The request body payload is a string that supports parameter replacement following Go template's annotations. The parameter names in the requestBody should be preceded by "." and enclosed by double curly brackets "{{}}". The values will be populated into the request body payload upon Tool invocation.

Example:

kind: tools
name: my-http-tool
type: http
source: my-http-source
method: GET
path: /search
description: Tool to search for person with name and age
requestBody: |
  {
    "age": {{.age}},
    "name": "{{.name}}"
  }
bodyParams:
  - name: age
    description: age number
    type: integer
  - name: name
    description: name string
    type: string

Formatting Parameters

Some complex parameters (such as arrays) may require additional formatting to match the expected output. For convenience, you can specify one of the following pre-defined functions before the parameter name to format it:

JSON

The json keyword converts a parameter into a JSON format.

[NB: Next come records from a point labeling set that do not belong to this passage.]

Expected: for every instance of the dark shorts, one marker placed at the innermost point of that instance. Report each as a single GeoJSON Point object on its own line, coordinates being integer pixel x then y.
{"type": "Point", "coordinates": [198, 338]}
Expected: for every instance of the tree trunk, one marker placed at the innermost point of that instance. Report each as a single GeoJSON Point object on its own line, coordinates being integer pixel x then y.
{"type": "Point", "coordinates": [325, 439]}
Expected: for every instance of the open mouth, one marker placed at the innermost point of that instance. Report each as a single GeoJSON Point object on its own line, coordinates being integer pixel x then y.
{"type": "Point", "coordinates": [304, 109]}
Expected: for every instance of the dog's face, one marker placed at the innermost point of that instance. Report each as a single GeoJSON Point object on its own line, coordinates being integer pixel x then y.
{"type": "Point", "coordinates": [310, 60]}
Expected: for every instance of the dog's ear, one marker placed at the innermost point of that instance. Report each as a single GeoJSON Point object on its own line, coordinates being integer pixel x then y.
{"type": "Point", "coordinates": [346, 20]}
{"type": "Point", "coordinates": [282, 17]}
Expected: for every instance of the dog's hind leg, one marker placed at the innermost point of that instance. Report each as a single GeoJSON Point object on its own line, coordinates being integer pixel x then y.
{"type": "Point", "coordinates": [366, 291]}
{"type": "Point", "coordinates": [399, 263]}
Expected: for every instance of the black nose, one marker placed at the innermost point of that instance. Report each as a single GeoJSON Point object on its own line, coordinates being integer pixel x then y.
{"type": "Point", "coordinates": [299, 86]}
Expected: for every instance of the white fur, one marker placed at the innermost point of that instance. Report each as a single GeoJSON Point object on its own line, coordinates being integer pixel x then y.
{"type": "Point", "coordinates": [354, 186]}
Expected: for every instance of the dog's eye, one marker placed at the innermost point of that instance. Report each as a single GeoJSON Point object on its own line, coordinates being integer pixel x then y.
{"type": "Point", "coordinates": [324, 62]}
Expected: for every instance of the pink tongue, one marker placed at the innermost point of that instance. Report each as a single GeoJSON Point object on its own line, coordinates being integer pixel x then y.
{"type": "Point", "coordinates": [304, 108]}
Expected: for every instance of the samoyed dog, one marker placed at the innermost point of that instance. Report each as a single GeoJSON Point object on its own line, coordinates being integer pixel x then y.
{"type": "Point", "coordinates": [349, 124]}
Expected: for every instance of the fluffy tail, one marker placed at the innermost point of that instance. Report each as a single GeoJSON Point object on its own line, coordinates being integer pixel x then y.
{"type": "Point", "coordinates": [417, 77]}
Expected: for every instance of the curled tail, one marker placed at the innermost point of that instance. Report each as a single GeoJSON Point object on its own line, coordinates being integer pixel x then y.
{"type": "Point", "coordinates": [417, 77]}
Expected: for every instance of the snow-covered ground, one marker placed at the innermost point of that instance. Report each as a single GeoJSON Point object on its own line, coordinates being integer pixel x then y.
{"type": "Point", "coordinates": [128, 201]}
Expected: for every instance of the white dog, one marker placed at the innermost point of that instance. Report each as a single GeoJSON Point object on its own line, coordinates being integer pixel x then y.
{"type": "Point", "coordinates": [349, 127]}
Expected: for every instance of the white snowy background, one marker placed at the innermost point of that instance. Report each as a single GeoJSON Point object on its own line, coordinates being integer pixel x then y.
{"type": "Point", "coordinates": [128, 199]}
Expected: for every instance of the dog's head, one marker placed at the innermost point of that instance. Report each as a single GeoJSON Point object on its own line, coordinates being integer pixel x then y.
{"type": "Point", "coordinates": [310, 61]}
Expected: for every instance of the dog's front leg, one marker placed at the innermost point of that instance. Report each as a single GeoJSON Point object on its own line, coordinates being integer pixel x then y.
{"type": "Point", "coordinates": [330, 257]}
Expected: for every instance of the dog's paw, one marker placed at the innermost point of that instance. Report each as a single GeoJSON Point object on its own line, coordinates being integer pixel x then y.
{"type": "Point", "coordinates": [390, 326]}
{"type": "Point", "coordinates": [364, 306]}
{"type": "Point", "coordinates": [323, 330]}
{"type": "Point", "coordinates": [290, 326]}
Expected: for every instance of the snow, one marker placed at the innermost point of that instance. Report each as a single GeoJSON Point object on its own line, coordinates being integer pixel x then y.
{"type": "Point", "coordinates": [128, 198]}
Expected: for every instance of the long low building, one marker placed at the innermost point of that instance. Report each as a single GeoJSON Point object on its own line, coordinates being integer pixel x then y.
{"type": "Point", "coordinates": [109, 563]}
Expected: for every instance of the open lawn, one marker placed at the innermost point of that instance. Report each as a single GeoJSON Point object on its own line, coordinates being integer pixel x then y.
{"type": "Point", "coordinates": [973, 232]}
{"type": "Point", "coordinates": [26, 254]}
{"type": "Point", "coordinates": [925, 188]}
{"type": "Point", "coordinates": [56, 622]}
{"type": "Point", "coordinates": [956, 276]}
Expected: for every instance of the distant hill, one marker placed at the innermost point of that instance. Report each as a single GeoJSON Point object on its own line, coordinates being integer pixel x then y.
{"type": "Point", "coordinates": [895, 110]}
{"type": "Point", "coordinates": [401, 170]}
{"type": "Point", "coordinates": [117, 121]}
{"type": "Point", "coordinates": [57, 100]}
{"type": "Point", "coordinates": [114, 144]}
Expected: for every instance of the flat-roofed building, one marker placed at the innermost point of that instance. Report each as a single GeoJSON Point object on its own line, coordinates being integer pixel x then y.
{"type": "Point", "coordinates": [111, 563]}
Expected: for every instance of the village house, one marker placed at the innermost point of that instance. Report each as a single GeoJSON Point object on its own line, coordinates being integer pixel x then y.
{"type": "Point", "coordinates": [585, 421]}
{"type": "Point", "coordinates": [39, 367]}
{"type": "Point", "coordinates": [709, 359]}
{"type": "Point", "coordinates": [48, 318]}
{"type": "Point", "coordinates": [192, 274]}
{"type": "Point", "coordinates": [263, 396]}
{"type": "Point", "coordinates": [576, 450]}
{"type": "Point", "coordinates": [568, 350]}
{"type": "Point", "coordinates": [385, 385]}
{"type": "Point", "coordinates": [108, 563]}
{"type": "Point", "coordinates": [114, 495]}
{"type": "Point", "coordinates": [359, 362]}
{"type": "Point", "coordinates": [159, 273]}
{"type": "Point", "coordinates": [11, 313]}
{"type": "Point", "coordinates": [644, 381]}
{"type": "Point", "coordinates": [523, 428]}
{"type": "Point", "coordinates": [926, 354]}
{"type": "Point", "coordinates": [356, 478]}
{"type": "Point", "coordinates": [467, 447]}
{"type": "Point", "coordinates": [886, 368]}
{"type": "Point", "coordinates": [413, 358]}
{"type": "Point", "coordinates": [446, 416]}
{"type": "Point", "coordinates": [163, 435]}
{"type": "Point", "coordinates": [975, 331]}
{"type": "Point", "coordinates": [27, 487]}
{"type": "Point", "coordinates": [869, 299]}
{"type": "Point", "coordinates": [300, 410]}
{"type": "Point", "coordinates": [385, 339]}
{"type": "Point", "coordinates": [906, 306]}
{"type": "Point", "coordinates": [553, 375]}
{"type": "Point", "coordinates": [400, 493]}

{{< notice note >}} Using JSON may add quotes to the variable name for certain types (such as strings). {{< /notice >}}

Example:

requestBody: |
  {
    "age": {{json .age}},
    "name": {{json .name}},
    "nickname": "{{json .nickname}}",
    "nameArray": {{json .nameArray}}
  }

will send the following output:

{
  "age": 18,
  "name": "Katherine",
  "nickname": ""Kat"", # Duplicate quotes
  "nameArray": ["A", "B", "C"]
}

Example

kind: tools
name: my-http-tool
type: http
source: my-http-source
method: GET
path: /search
description: some description
authRequired:
  - my-google-auth-service
  - other-auth-service
queryParams:
  - name: country
    description: some description
    type: string
requestBody: |
  {
    "age": {{.age}},
    "city": "{{.city}}"
  }
bodyParams:
  - name: age
    description: age number
    type: integer
  - name: city
    description: city string
    type: string
headers:
  Authorization: API_KEY
  Content-Type: application/json
headerParams:
  - name: Language
    description: language string
    type: string

Reference

field type required description
type string true Must be "http".
source string true Name of the source the HTTP request should be sent to.
description string true Description of the tool that is passed to the LLM.
path string true The path of the HTTP request. You can include static query parameters in the path string.
method string true The HTTP method to use (e.g., GET, POST, PUT, DELETE).
headers map[string]string false A map of headers to include in the HTTP request (overrides source headers).
requestBody string false The request body payload. Use go template with the parameter name as the placeholder (e.g., {{.id}} will be replaced with the value of the parameter that has name id in the bodyParams section).
queryParams parameters false List of parameters that will be inserted into the query string.
bodyParams parameters false List of parameters that will be inserted into the request body payload.
headerParams parameters false List of parameters that will be inserted as the request headers.